There are 2 shops I go to regularly, on opposite ends of town. One is doing it the "new" way, and he's been buying and selling everything he can get. He buys from Topps, Panini, and any distributor he can connect with at whatever price is necessary, and he does keep his shelves full, even if it's a large percentage of stuff that came out of the WM a mile down the road at 100-300% markup. But he seems to have kept up with the price jumps and business seems to be going great, he works social media, does breaks, etc., and his shop is usually uncomfortably busy on the weekends (he seems to be a near-Covid denier, even though he and his family all had it already). This shop has multiple Walmarts and Targets within 5 miles, he's near an intersection of two major highways so he gets customers and suppliers from all over, and he has people bringing him blasters and megaboxes all the time. He opens a fair amount and buys a lot of singles from people who rip his boxes, so he's got a good range of singles turning over all the time.

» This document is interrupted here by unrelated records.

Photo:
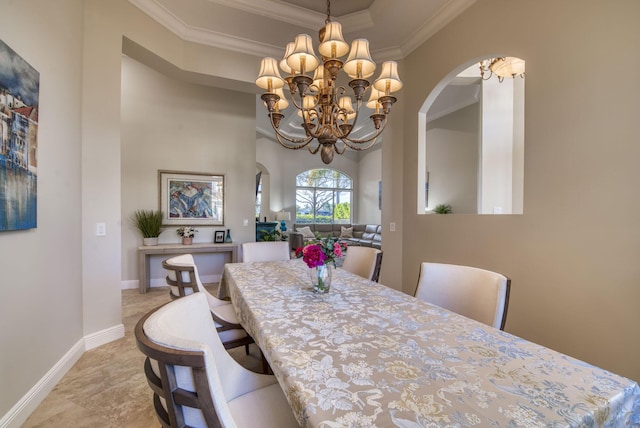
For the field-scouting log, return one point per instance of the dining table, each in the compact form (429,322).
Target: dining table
(367,355)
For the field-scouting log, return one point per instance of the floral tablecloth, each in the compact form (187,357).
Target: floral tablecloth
(365,355)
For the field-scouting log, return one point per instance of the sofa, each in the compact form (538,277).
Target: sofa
(366,235)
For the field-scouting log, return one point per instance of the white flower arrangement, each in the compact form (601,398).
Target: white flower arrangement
(186,232)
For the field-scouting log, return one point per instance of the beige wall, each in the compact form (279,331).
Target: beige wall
(367,183)
(452,160)
(41,300)
(167,124)
(573,255)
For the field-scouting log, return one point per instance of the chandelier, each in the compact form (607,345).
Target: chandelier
(328,115)
(502,67)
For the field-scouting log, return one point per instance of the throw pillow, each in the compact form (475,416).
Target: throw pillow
(306,232)
(346,232)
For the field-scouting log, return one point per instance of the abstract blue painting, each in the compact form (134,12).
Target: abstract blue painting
(19,89)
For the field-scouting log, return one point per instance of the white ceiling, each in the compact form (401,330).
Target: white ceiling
(394,29)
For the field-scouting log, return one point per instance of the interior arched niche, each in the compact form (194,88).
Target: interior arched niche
(471,143)
(263,201)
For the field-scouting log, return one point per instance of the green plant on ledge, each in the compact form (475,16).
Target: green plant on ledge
(148,222)
(443,209)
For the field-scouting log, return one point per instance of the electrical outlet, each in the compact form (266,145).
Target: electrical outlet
(101,229)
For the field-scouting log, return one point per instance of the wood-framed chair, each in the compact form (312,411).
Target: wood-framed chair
(363,261)
(184,280)
(473,292)
(268,251)
(195,382)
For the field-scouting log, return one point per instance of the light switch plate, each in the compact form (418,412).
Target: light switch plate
(101,229)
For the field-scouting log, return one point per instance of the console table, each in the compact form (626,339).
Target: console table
(144,253)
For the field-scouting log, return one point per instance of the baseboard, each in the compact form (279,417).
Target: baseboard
(101,337)
(129,285)
(32,399)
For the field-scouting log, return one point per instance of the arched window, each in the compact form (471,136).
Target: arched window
(323,196)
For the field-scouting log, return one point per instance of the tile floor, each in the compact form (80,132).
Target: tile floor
(107,387)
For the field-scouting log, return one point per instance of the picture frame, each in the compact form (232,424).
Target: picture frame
(19,111)
(191,198)
(218,237)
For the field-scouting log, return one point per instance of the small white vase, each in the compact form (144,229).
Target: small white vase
(150,241)
(320,279)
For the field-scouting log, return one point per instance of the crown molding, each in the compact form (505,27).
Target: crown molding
(296,15)
(189,33)
(435,24)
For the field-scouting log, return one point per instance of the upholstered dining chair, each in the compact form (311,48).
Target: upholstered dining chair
(363,261)
(195,382)
(475,293)
(269,251)
(184,280)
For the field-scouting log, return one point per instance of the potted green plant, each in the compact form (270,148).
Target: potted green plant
(443,209)
(149,223)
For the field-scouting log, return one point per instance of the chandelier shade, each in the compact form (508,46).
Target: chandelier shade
(269,77)
(333,45)
(303,59)
(328,114)
(359,64)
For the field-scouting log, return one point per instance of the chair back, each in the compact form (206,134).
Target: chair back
(182,277)
(363,261)
(475,293)
(269,251)
(192,376)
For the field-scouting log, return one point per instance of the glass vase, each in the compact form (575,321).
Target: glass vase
(320,279)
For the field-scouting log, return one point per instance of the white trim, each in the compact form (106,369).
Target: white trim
(129,285)
(101,337)
(32,399)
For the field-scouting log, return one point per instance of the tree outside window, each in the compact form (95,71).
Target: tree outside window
(323,196)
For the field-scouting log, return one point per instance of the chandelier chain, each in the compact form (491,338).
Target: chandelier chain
(327,112)
(328,20)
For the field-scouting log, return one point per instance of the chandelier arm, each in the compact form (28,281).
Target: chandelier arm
(299,142)
(344,147)
(348,143)
(352,142)
(312,150)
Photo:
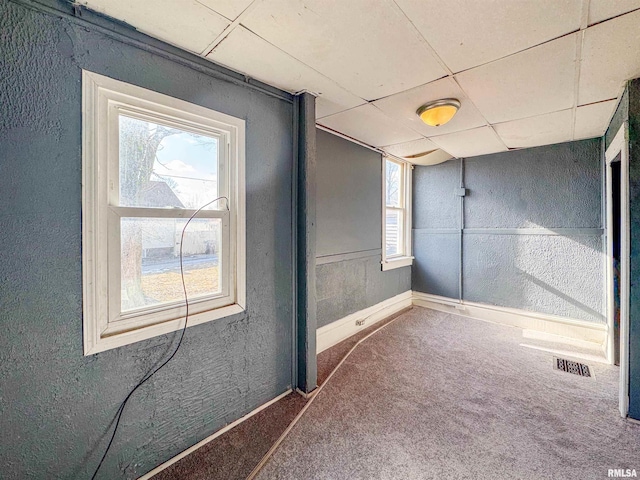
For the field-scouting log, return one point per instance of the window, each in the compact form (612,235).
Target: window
(149,163)
(396,225)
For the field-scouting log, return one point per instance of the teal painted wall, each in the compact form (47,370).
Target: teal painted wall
(55,403)
(349,277)
(514,200)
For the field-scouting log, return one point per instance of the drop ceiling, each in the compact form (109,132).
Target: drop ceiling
(527,72)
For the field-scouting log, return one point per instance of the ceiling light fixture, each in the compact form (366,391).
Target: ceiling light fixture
(439,112)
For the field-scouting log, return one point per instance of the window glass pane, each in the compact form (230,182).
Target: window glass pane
(393,231)
(393,184)
(150,266)
(165,167)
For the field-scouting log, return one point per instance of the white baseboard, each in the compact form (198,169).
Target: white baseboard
(193,448)
(335,332)
(576,332)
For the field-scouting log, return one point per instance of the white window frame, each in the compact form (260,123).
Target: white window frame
(104,325)
(404,259)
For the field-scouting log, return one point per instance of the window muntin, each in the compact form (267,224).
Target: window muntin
(150,161)
(394,209)
(396,214)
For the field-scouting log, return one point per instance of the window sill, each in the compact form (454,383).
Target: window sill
(397,262)
(96,342)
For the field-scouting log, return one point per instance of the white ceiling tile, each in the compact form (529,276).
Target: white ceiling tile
(186,24)
(433,158)
(419,152)
(247,53)
(600,10)
(413,147)
(610,56)
(403,106)
(536,81)
(544,129)
(369,49)
(470,143)
(469,33)
(231,10)
(593,120)
(369,125)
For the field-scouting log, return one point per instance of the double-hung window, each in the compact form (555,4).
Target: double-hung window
(396,225)
(150,162)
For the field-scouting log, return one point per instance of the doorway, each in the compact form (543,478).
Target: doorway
(617,264)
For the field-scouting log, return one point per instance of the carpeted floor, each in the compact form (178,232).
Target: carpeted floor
(435,396)
(234,454)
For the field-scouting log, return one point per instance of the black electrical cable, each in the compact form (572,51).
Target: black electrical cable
(152,372)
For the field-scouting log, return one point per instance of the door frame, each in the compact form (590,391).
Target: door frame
(619,146)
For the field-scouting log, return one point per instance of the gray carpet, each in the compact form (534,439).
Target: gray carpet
(435,395)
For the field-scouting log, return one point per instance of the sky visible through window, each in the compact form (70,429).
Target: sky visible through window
(188,163)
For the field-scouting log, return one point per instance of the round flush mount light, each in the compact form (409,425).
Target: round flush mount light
(439,112)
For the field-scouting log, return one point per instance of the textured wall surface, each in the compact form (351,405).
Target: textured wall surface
(437,229)
(556,186)
(532,236)
(559,275)
(621,115)
(349,196)
(56,404)
(349,214)
(348,286)
(634,218)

The other shop is run by a bunch of old-timers, been in business 35+ years, and their shop looks like a cornfield after the locust swarm leaves. Located in a more staid part of town, they don't have any big retail stores around them except 1 Target that stopped selling cards. I rarely see more than 3 other people when I go in, and I suspect most of their business comes from Magic, which the other shop doesn't have. They aren't direct with Topps or Panini anymore, or Wizards of the Coast, which cut them out because they didn't run enough tournaments, and they weren't large enough (kinda hard when you don't have the room for 60 people to sit and play), so that just made things harder for them. They seem to be just barely capitalized enough to get a couple cases of stuff, then it sells out and they just sit and wait for the next release. When they have had retail, it evaporates immediately. They have only a small case of "hot singles" while the rest of their cases haven't really turned over in years.